Retenu à l'évidence contre son gré à Ryadh pendant une quinzaine de jours et contraint de faire semblant d'avoir seul décidé de rester en Arabie saoudite pendant ce laps de temps, le Premier ministre libanais a quitté ce pays à destination de Paris où il est arrivé samedi matin pour être aussi reçu par le président français Emmanuel Macron. Faut-il pour autant considérer que le départ de Hariri de Ryadh réduit à néant l'accusation portée contre la monarchie wahhabite d'avoir effectivement séquestré le Premier ministre libanais afin de faire pression sur son pays jugé par son roi et son fils le prince héritier coupable de ne pas contester la place et le rôle qui sont ceux du Hezbollah pro-iranien sur la scène politique libanaise ?
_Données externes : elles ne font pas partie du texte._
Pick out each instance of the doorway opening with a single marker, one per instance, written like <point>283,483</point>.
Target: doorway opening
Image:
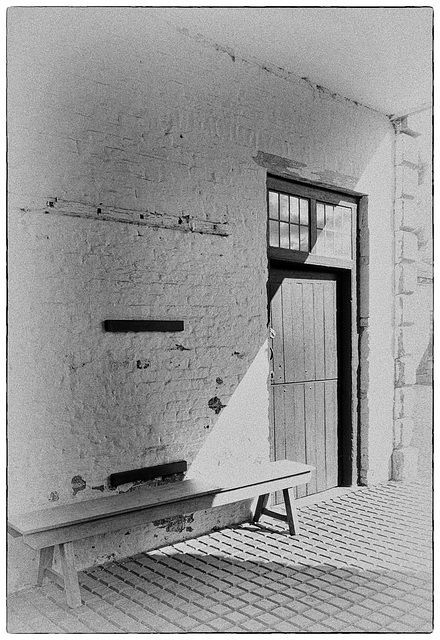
<point>312,331</point>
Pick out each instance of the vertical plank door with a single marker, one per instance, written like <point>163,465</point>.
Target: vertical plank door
<point>304,377</point>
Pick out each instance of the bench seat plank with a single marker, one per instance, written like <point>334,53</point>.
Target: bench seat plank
<point>90,510</point>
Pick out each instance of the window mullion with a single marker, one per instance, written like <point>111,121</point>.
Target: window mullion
<point>313,225</point>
Hariri ne doit le «happy end» qui a sanctionné son affaire montée par les wahhabites saoudiens qu'à l'entremise française, il n'en a pas pour autant fini avec les pressions de ces derniers qui l'ont acculé à commettre l'acte sans précédent pour un homme d'Etat qui a consisté à annoncer sa démission à partir de la capitale d'un pays autre que le sien. Les Saoudiens n'ont mis fin à sa séquestration que pour complaire au chef de l'Etat français qui les en a empressés d'y mettre un terme. Mais il ne faut pas être dupe, ils n'y ont consenti qu'en prenant le gage que le Premier ministre ne s'avisera pas de confirmer qu'il a été effectivement retenu contre son gré à Ryadh et sur leur injonction forcé de faire l'annonce de sa démission.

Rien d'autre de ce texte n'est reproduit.